Nonlinear Development of Streaming Instabilities In Strongly Magnetized Plasmas

TL;DR

This paper investigates the nonlinear evolution of streaming instabilities in strongly magnetized plasmas during magnetic reconnection, revealing two distinct phases involving electron trapping and turbulence driven by different instabilities.

Contribution

It combines theoretical analysis and 3-D particle-in-cell simulations to identify and characterize two phases of streaming instability development in reconnection layers.

Findings

Identification of two phases: Buneman instability and turbulence driven by electron-electron and lower hybrid instabilities.

Demonstration of electron trapping and momentum transfer mechanisms.

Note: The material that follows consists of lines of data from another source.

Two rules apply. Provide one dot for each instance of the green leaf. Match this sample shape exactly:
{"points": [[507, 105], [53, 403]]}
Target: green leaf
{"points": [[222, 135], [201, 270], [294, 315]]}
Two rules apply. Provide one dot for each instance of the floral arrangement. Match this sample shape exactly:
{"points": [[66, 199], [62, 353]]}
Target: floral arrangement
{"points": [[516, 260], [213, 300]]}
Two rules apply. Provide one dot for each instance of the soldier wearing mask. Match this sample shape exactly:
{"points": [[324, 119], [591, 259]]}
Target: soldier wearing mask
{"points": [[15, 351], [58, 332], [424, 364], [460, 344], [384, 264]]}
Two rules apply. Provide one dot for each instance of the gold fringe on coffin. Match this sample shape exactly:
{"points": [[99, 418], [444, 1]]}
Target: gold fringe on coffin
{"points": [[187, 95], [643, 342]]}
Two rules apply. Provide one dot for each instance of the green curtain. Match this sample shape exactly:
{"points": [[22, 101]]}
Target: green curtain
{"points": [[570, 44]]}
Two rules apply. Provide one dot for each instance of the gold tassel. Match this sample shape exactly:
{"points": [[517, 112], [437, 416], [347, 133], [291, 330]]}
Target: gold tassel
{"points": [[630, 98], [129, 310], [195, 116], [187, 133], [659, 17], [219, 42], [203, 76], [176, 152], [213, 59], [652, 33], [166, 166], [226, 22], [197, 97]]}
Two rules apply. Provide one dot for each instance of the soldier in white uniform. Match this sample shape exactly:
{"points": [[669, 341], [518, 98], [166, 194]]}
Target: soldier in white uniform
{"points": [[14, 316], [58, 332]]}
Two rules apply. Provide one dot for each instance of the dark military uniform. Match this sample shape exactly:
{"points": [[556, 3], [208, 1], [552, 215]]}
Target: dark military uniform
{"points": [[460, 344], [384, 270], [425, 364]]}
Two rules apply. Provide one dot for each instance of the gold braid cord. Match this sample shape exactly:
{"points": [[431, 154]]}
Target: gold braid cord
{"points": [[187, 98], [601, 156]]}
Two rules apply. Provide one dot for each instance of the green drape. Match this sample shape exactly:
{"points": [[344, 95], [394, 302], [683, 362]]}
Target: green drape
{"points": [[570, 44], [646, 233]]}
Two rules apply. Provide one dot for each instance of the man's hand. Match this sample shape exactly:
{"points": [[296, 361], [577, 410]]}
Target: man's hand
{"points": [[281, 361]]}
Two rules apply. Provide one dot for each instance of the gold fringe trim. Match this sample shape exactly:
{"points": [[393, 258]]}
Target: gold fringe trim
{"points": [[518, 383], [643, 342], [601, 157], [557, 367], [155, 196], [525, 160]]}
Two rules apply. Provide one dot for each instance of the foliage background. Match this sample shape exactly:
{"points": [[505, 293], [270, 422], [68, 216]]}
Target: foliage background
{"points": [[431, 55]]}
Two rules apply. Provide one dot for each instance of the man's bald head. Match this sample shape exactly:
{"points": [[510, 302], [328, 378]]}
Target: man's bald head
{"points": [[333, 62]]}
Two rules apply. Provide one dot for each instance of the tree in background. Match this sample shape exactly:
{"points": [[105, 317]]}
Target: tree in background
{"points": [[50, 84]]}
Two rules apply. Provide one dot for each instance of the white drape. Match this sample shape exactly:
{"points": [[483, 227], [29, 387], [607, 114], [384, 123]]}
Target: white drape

Insights into turbulence development in strongly magnetized plasma reconnection layers.

Abstract

The nonlinear development of streaming instabilities in the current layers formed during magnetic reconnection with a guide field is explored. Theory and 3-D particle-in-cell simulations reveal two distinct phases. First, the parallel Buneman instability grows and traps low velocity electrons. The remaining electrons then drive two forms of turbulence: the parallel electron-electron two-stream instability and the nearly-perpendicular lower hybrid instability. The high velocity electrons resonate with the turbulence and transfer momentum to the ions and low velocity electrons.